La structure a commencé ses travaux le 7 septembre 2026. Elle réunit 70 députés issus des différents groupes politiques de l’Assemblée nationale, conformément au principe de représentation proportionnelle appliqué aux commissions spéciales.
Violences sexuelles et sexistes : un texte qui veut agir sur plusieurs fronts
La proposition de loi examinée a été déposée le 11 août 2026. Elle ambitionne d’apporter une réponse globale aux violences sexuelles et sexistes commises contre les femmes et les enfants. Le texte ne se limite pas à la seule dimension pénale. Il entend notamment renforcer la prévention, améliorer la protection et l’accompagnement des victimes et faire évoluer certains dispositifs judiciaires.
En parallèle, la commission doit également étudier une proposition de loi organique destinée à adapter l’autorité judiciaire à la lutte contre les violences sexuelles et intrafamiliales. Avant l’examen détaillé des articles, différents travaux et auditions doivent permettre aux parlementaires d’entendre professionnels, spécialistes et acteurs directement confrontés à ces violences.

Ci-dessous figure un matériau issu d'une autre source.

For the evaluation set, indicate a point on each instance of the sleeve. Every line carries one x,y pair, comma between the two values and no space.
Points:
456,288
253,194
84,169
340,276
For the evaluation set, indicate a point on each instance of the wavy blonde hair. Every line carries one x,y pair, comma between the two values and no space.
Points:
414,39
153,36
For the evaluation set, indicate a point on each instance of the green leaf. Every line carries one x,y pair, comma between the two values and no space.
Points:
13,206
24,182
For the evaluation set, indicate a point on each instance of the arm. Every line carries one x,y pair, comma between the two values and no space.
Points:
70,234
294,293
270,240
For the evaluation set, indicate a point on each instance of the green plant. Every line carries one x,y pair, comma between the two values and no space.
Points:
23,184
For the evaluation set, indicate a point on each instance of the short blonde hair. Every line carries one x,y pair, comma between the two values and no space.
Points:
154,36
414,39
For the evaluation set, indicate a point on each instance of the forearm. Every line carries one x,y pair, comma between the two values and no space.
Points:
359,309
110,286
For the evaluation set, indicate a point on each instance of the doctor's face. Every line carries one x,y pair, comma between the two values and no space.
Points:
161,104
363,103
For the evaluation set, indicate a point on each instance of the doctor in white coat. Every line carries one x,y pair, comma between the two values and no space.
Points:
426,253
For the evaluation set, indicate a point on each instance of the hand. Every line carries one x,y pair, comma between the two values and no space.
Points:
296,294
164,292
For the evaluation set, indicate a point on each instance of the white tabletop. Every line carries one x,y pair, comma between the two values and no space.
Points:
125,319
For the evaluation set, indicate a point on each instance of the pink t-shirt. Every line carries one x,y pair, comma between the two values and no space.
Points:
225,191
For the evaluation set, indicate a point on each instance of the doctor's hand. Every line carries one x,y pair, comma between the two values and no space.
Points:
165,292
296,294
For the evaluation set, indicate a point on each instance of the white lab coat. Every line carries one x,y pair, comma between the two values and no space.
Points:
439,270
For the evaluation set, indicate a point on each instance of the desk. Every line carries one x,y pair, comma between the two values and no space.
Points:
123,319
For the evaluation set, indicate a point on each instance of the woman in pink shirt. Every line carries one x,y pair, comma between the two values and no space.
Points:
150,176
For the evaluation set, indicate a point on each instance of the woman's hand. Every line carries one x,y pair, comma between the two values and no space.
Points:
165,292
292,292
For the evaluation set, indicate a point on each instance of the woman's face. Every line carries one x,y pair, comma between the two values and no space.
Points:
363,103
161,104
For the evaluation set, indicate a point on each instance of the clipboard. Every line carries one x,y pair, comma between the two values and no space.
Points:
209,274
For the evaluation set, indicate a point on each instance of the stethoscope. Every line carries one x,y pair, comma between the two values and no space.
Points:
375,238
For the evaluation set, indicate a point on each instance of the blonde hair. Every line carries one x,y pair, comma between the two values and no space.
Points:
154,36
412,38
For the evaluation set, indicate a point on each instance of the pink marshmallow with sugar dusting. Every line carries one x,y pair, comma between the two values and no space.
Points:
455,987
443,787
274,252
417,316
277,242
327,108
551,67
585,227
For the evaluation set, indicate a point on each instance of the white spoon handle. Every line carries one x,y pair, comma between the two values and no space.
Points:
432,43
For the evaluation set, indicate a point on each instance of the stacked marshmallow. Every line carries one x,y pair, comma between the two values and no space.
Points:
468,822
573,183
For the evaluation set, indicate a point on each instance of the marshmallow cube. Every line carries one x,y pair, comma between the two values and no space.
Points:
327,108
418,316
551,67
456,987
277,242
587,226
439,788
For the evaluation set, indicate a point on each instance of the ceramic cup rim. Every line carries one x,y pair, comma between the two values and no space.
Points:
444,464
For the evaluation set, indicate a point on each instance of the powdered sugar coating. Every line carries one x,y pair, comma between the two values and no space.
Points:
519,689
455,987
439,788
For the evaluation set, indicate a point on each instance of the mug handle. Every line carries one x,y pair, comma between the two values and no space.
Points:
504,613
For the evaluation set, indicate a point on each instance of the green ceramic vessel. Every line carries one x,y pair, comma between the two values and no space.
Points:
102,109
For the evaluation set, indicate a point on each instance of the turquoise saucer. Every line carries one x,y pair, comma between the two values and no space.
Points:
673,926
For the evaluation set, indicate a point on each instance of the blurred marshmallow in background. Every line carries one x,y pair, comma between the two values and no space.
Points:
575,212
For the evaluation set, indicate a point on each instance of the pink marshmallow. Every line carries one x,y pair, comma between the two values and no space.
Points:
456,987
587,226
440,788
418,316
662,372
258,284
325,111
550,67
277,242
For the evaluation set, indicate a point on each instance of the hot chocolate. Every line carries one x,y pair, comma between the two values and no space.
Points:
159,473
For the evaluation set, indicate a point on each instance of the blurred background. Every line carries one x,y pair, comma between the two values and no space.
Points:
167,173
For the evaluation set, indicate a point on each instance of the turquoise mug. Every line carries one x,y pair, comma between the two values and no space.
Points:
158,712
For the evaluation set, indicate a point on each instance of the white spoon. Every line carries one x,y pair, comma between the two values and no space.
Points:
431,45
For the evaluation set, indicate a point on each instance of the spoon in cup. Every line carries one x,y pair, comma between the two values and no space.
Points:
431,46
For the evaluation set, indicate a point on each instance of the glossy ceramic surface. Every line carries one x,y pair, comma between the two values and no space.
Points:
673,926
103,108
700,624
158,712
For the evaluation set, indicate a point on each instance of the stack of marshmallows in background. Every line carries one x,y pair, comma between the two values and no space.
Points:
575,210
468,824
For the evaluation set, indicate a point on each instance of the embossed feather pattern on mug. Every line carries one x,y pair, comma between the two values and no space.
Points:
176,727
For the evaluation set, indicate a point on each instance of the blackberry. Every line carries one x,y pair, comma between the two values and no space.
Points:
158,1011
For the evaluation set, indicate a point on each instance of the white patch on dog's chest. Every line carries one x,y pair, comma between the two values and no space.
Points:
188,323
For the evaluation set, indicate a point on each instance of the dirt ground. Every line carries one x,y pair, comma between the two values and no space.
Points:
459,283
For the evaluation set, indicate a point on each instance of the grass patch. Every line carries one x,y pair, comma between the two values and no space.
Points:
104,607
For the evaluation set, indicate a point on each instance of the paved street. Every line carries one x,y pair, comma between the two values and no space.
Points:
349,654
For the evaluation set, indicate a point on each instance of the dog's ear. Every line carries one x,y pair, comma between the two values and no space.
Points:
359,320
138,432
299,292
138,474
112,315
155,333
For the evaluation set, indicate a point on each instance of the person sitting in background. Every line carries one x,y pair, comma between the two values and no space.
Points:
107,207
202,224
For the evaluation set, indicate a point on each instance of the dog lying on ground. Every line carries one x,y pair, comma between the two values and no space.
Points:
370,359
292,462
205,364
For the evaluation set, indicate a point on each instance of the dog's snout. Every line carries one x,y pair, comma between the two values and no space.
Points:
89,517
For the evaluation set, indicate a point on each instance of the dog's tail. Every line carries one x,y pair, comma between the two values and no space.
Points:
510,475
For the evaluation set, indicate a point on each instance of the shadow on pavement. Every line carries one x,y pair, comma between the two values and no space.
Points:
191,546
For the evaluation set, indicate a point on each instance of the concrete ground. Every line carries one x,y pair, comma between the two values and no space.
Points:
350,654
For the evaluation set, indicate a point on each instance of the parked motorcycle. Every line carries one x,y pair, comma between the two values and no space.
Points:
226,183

Sylvie Bonnet au bureau de la commission spéciale
En devenant vice-présidente, Sylvie Bonnet intègre le bureau chargé d’organiser et d’accompagner les travaux de cette commission particulière.
La députée ligérienne siège par ailleurs à la commission des affaires sociales de l’Assemblée nationale. Au sein de la nouvelle commission spéciale, elle travaillera avec des parlementaires appartenant à plusieurs sensibilités politiques. L’objectif affiché par les auteurs de la proposition de loi est de construire un dispositif plus cohérent face aux violences sexuelles et sexistes, depuis leur prévention jusqu’au parcours judiciaire des victimes.
Les prochaines semaines seront donc décisives pour le devenir de ce texte. Avec cette nomination, une députée de la Loire se retrouve directement associée à l’un des dossiers sociétaux majeurs de cette rentrée parlementaire 2026.